We have encountered a recurring issue in our application related to session management between AWS and Retool, which affects some users after extended use.
Our application integrates with two separate AWS snowflake accounts, and users are required to authenticate and remain connected to both accounts simultaneously throughout their session. However, we’ve observed that after prolonged usage—typically between 4 to 6 hours—some users are unexpectedly logged out of one of the AWS connections.
When the user attempts to re-authenticate with the disconnected AWS account, they are then logged out of the other account, resulting in a continuous loop.
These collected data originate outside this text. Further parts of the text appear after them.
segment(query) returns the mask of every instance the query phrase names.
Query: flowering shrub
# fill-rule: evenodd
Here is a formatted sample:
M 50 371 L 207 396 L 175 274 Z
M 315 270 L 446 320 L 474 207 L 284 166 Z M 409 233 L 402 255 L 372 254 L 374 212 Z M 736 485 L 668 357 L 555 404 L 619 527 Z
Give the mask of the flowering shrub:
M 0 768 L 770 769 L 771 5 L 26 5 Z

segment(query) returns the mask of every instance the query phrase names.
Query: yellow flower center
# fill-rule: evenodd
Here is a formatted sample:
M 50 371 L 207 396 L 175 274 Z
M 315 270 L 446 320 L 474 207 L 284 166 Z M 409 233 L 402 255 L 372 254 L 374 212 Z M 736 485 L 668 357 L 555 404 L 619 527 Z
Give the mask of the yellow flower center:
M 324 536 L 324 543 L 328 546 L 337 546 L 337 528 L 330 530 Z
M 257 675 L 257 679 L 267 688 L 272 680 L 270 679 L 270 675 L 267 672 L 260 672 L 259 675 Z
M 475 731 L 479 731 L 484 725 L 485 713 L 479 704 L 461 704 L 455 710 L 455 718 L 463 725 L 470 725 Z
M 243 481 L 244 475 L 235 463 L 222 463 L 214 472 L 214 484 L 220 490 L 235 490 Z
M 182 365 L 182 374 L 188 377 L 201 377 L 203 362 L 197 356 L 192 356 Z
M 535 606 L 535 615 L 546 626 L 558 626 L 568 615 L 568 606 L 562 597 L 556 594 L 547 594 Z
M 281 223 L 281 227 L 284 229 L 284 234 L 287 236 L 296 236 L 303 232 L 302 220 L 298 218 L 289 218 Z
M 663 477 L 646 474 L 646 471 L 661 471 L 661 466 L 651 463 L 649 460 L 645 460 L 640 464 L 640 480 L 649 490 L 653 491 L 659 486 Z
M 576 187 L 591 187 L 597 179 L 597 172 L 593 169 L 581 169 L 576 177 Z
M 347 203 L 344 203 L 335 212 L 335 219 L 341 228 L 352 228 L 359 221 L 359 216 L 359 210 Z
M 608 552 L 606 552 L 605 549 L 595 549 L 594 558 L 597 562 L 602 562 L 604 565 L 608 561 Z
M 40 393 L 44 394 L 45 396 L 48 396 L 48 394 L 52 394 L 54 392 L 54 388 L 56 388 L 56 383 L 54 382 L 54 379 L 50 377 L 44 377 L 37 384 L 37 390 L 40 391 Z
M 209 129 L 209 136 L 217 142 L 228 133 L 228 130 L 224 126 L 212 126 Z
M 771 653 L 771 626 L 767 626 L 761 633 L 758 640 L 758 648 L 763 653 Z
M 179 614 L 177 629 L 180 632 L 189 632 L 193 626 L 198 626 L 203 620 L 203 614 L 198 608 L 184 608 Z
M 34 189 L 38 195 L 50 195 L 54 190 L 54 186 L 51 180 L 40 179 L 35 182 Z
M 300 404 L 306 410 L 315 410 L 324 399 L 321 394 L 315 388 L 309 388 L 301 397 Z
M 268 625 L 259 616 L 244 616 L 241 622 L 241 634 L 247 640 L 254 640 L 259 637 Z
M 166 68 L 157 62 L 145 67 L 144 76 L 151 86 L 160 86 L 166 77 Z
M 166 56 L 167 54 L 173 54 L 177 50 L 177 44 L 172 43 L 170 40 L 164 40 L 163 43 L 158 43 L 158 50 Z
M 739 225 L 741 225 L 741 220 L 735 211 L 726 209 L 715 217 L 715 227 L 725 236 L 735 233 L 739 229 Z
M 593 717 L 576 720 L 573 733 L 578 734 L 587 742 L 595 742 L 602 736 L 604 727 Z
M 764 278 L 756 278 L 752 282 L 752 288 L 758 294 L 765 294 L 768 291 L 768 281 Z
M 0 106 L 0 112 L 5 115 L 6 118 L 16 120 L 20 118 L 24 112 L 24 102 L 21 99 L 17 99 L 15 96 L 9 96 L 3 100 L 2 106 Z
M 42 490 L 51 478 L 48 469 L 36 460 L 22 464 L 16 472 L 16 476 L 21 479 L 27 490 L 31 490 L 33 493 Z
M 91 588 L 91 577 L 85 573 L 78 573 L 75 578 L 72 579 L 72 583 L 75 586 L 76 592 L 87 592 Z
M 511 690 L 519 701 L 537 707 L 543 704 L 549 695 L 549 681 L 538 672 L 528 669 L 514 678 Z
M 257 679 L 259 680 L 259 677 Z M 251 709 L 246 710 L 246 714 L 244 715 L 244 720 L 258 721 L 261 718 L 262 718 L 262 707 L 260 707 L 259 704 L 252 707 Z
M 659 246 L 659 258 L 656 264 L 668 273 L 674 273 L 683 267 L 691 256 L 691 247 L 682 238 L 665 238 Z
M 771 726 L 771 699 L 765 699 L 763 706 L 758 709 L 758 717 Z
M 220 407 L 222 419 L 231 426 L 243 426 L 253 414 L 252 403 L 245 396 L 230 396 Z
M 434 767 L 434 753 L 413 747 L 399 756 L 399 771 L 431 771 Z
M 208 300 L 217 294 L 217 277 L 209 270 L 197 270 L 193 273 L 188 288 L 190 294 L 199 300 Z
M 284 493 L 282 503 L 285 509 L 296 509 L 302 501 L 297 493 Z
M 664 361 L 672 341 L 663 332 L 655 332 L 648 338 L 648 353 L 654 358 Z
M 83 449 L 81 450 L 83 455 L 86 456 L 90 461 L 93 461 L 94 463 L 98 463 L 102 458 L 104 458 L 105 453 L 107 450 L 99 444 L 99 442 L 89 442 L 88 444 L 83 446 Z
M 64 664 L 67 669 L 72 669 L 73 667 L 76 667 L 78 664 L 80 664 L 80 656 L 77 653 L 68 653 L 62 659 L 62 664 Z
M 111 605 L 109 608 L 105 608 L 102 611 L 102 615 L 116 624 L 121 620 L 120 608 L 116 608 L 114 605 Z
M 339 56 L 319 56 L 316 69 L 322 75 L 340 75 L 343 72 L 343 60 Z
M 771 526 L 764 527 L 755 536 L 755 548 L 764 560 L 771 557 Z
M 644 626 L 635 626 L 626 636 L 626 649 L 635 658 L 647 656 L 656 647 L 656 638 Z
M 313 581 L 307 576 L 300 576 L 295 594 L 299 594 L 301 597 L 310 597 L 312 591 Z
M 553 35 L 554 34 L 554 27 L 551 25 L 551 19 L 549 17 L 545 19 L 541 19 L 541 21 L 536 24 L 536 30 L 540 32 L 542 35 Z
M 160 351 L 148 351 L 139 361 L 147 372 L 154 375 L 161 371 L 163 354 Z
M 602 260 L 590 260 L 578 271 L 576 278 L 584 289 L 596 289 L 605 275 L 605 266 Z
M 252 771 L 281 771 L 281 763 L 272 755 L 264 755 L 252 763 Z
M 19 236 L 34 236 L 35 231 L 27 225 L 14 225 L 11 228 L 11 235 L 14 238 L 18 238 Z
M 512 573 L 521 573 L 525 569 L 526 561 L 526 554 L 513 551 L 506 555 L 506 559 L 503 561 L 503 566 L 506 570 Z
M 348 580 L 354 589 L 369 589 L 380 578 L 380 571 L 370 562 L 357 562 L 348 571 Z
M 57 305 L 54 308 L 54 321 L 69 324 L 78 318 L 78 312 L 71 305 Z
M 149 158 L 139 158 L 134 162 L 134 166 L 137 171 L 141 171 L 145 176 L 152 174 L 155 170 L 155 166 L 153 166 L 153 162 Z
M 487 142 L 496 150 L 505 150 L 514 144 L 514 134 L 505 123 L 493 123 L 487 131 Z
At this point, it becomes impossible for the user to maintain simultaneous authentication with both AWS accounts.
Clearing the browser cache and cookies does not seems to resolve the issue. Users generally wait until the Retool session fully expires before they are able to log back in and reestablish both connections successfully.
We have attached screenshots to help illustrate the issue.
Please let us know if further information is needed or if there are recommended steps we can take to prevent this behavior.
Hi @martinac, welcome to the Community Forum! I see that you mentioned some attached screenshots, but I don't see any attached. If you'd like to post them that could help us figure out the issue.
Are you using OAuth? Since logging into both accounts simultaneously works initially, is there something different you're doing when re-authenticating later?
Please let me know and I'll keep investigating on my end to see if there have been other instances of this behavior on Retool.
Thanks for the additional info! I did some digging and found that this is a bug that's been reported somewhat recently. More specifically, it's been seen in a very similar scenario: when reauthenticating multiple snowflake accounts with OAuth.
From what I've gathered, there doesn't seem to be much of a workaround. Someone with the right permissions can modify the resource config (e.g., change the user role, re-authenticate, and switch back), but I recognize that isn't very feasible. I've heard that in general the issue resolves after 20-30 min.
Luckily, our engineers do have a headstart on solving this issue. I'll be sure to update you in this thread if I hear of a fix!
Hi @martinac, I've been tracking this bug with another customer and it was found that this auth issue was caused by the OAUTH_ISSUE_REFRESH_TOKENS setting being set to False. What happens is there is an access token given when first authenticating but no refresh token given to stay authenticated, so then Retool tries to refresh, fails, and tries again until some connection cache or retry logic times out, and then it can start the process over again with a new access token.
Can you make sure OAUTH_ISSUE_REFRESH_TOKENS = True is set and let me know if that solves it?